From your description, I suspect the problem wasn’t the lock pins. Probably either the level on the lock was sticking - I had this recently on a wheel lock- or in the door mechanism.
We had a door lock fail in a similar manner. Fortunately it was still under warranty but I wasn’t around when they fixed it to see how they opened the door. Certainly the lock rotated as it should and they replaced the Euro lock. As far as I know, that is all they replaced so I suspect a lever problem.
Bloomin' Thunderbird... Not sure when it changed but forever the "reply" button replied to the usenet post but now it replies directly to the message posters' address which almost certainly is inactive...
Anywaythe "Followup" message I sent but didn't is as follows:
On 16/07/2022 15:52, Andy Burns wrote: > Andrew wrote: >
I'm thinking I might have to snap the euro lock. (having just found that is a method used by crims and lock people alike and how to apply pressure with an adjustable spanner to break it)
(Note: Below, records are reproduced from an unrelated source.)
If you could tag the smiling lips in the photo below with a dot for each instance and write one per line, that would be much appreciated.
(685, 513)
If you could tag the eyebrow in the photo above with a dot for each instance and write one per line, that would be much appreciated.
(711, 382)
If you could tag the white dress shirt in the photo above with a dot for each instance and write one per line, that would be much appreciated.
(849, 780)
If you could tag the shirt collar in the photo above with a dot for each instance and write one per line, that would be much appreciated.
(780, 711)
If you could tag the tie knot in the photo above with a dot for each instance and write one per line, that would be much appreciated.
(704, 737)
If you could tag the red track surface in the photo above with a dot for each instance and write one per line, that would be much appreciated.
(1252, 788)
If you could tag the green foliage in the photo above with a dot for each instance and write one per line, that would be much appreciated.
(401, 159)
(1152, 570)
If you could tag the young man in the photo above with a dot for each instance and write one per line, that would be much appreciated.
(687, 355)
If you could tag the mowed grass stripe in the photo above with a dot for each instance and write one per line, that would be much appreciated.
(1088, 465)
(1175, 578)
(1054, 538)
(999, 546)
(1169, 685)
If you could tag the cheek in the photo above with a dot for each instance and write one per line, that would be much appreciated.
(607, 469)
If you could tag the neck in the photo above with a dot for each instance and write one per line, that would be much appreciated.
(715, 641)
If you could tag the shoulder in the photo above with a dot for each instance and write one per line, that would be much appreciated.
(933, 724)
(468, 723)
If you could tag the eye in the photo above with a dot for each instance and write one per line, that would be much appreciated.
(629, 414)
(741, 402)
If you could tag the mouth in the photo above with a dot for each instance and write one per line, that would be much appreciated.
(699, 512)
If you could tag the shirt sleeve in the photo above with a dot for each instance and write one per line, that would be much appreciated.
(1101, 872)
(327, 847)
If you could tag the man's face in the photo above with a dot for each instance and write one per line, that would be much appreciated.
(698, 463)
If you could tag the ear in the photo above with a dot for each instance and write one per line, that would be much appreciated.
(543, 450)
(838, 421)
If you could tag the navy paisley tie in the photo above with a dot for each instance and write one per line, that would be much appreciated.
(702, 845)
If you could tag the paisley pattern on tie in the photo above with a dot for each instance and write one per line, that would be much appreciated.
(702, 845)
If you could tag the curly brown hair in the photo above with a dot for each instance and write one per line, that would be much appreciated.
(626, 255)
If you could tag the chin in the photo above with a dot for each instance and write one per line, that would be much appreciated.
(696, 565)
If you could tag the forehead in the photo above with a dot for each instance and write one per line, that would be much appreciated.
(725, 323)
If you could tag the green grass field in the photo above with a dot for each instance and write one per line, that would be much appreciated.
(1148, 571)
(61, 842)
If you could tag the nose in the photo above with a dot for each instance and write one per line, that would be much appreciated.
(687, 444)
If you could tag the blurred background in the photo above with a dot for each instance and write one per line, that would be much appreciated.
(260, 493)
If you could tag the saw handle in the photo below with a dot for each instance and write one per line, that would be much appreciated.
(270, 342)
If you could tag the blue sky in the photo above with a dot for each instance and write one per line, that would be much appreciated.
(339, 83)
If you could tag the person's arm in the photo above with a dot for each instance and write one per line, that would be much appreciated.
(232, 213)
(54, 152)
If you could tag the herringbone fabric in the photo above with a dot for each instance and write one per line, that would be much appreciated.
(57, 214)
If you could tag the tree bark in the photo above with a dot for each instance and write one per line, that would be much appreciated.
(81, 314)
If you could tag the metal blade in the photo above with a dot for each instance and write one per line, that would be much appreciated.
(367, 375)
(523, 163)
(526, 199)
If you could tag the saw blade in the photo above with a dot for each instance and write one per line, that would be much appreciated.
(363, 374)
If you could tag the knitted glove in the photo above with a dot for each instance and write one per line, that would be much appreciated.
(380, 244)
I can turn the key without issue but right at the bit it should clunk and retract the deadbolt it just hits a solid stop. I've tried liftinng and wiggling etc but it seems to me that the gearbox has worn to the point it no longer moves the locking bits far enough to through their cycle to disengage whatever bit stops the barrel fully rotating.
We have another door on the property which never gets used and that one had dropped and was rectified with hinge adjustment. I can get access to the outside so will give the hinges a full "tweak" but given the amount I've already been moving the door I don't believe it's a door drop issue.
It's odd that it might be gearbox though as the door although 20 years old has had extremely limited operation in its lifetime so perhaps lack of use has caused a problem.
Either way it's still not opening so I think a more brute-force method might need to be applied but I WILL try the hinges again and see if they go any further.